Se necesitan dos años para aprender a hablar y sesenta para callarse

domingo, 3 de noviembre de 2019

EL VIAJE


CAFÉ LITERAUTAS

Fruto de mi vagancia congénita y de la cual no me vanaglorio, voy a aprovechar el tema de un viaje que realizamos a Galicia mi santa y yo y que anda por alguna parte de mi blog.

Comencé los preparativos de dicho viaje indagando los medios para poder llevarlo a cabo. Con la sana intención de ahorrar lo máximo posible en pasajes, a poder ser todo, y admirar los paisajes, insinué la posibilidad de realizar el Camino de Santiago, andando por supuesto, alojándonos en los refugios del peregrino que hay a lo largo del Camino. El bufido que me espetó en los morros la susodicha santa, no tuvo nada que envidiar al de una cobra encolerizada. A punto estuve de llamar a urgencias para descartar que el veneno hubiera llegado al torrente sanguíneo. No puedo reproducir aquí los epítetos y descalificaciones que hube de soportar; los más suaves, acémila y mastuerzo.
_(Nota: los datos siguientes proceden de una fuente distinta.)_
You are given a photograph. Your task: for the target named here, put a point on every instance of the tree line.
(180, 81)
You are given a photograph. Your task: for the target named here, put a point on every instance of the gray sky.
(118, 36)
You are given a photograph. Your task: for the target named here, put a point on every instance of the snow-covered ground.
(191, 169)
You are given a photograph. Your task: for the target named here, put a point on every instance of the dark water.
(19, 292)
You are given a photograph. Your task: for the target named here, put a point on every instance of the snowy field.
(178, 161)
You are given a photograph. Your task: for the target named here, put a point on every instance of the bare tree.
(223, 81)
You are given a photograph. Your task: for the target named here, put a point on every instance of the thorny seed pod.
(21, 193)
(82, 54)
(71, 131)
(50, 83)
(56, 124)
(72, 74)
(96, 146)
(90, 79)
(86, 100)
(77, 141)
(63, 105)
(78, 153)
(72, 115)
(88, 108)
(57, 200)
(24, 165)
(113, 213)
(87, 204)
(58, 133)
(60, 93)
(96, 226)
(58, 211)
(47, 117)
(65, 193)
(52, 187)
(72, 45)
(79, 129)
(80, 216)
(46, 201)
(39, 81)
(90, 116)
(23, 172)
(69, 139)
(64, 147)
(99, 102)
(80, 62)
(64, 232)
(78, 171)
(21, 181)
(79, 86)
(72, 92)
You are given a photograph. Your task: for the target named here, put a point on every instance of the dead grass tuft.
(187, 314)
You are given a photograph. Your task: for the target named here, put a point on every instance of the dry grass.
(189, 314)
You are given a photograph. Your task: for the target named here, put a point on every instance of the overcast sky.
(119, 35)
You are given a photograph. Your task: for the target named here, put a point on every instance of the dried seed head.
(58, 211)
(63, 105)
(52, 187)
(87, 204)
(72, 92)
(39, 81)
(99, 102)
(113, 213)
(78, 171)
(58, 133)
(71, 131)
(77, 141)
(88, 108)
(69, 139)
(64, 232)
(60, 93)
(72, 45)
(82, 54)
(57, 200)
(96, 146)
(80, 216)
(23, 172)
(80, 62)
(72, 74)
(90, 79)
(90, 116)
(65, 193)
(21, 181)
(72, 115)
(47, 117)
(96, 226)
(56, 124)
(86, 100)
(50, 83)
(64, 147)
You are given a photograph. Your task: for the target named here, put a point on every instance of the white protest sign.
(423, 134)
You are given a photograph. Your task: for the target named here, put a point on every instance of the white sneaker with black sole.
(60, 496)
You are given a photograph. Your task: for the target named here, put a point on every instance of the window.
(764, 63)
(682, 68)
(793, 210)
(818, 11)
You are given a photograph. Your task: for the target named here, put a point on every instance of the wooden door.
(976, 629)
Como nos estaban esperando y yo tengo la culpa siempre de todo —lo malo, que conste—, indagué la posibilidad de hacerlo en tren. Doce horas mínimo y en categoría turista. Tomando el convoy a las diez y media de la noche, llegaba a Coruña ciudad a las once del día siguiente; sin contar con que alguna rueda pinchara, de lo cual Renfe no se hacía responsable.

Intentando me saliera lo más barato posible, compré dos tarjetas doradas para gente sin obligación de fichar. La noche me debió vencer pues a pesar del estruendo que hacían las ruedas del vagón en los carriles, cuando desperté ya era de día y sabe dios donde estábamos, en tierras leonesas o por ahí. De haber habido un asesino en el vagón, yo hubiera sido el primer candidato si pillo a mano el cuello del presidente de Renfe o Adif, que ahora ya no se sabe quién es quién.

Nuestros anfitriones, nos recogieron en la estación y pasearon por la ciudad en su carro. Llegamos hasta la Torre de Hércules, mítico faro que ilumina a los marinos desde tiempos inmemoriales. Hubo suerte, no llovía. El anfitrión, marino, con gran sentido del humor, le dijo a un gitano que era coronel retirado de la guardia civil. No le volvimos a ver el pelo. También nos paseó por la base naval de Ferrol, aunque en aquel momento solo había una fragata atracada. Por cierto de nombre: Almirante Don Juan de Borbón ¿les suena?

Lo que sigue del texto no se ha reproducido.